Singapore is one of the most sleep-deprived countries in the world. On average, Singaporeans sleep 36.23 minutes under the recommended eight hours per night—the lowest average amount of sleep of any country. Since the onset of the COVID-19 pandemic, quality of sleep has taken another turn for the worse. 6 in 10 Singaporeans have reported declining sleep quality due to stress, mental and emotional health, and work routines affected by the pandemic.
However, as the pandemic rages on and remote work becomes increasingly normalised, Singaporeans must adapt to the "new normal." If this applies to you, there are many things you can do. The following budget-friendly hacks can immediately improve your quality of sleep at almost no cost to your savings:
Try a Natural Sleeping Aid Such as Decaffeinated Tea
If you aren't currently using some sort of sleeping aid, we understand. It isn't ideal to take dietary supplements every time you want a good night's sleep.
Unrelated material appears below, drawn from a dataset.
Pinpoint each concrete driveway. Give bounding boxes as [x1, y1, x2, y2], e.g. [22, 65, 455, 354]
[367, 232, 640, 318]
Some worry that extensive use of products such as melatonin can contribute to adverse effects on your health. Furthermore, consistently using such products can increase unneeded expenses in the long run.
Fortunately, decaffeinated teas are a cheap and natural alternative to sleeping aid pills. Instead of taking medication solely to fall asleep, you can make a cup or pot of tea at a comparable price. For the price of one tea bag, you can accomplish two birds with one stone by enjoying a soothing beverage while preparing your body for a good night's rest.
For your convenience, the table above illustrates the cost of Melatonin compared to the most popular decaffeinated teas known to positively affect sleep quality.
Limit Sensory Stimuli
Exposure to excessive sensory stimuli can be very detrimental to your quality of sleep. In an urban jungle like Singapore, it's important to limit light pollution at night. You can accomplish this by installing curtains or shades that can block out most light from your window. As a budget-friendly alternative, you can also try using an eye mask to cover your eyes when sleeping.
Outside of excess light, noise pollution is another hurdle preventing some Singaporeans from achieving more fulfilling sleep. Although investing in a white noise machine can help eliminate some city sounds, there are several other ways you can effectively block noise at little to no cost. If you prefer absolute silence when you sleep, consider trying to sleep with earplugs. Alternatively, you can play nature sounds or white noise(s) from your mobile phone, computer, and/or speaker to avoid purchasing a noise machine.
The following table shows the average cost of recommended products for sleep aid and their budget-friendly alternatives:
Try Keeping Your Mobile Phone Away From You
There are several reasons why using your mobile phone before bed can be detrimental to your quality of sleep. Consuming media via your mobile phone keeps your brain activated, which is contrary to the state of rest required to fall asleep. Likewise, the blue light emitted by your mobile phone's screen is damaging to your eyes and your natural melatonin levels.
Singaporeans trying to improve their quality of sleep should consider their mobile phone use and placement. If you find yourself distracted from sleep by your mobile phone, try moving it to a different location further away from your bed. If you normally use your smartphone as an alarm clock, try to purchase a separate alarm clock to limit your screen exposure. If you choose to keep your phone away from your bed while using its alarm functions, getting up to turn off your alarm can help you wake up more promptly.
Learn Your Optimal Sleeping Positions
Contrary to popular belief, achieving an optimal sleeping position does not require purchasing a top-of-the-line mattress or posture-fitting pillows. Even though there are certainly ways to save when shopping for such products, there is no universal product or position that will work for everyone. For this reason, you're better off experimenting with different sleeping positions to find your own optimised body position.
If you are used to sleeping on your side, consider making adjustments based on your body's comfort or discomfort. For instance, those who sleep in a fetal position may experience less joint pain or stiffness if they loosen up their posture. Alternatively, those who frequently snore or experience heartburn or acid reflux may benefit from adding an additional pillow to rest under the head or neck.
There are countless ways that you can adjust your sleeping position depending on your personal circumstances. Of course, these adjustments can range from very general to very granular. It is recommended that you devote some time to figure out your own best practices for better sleep, and then challenge yourself to apply these practices every night.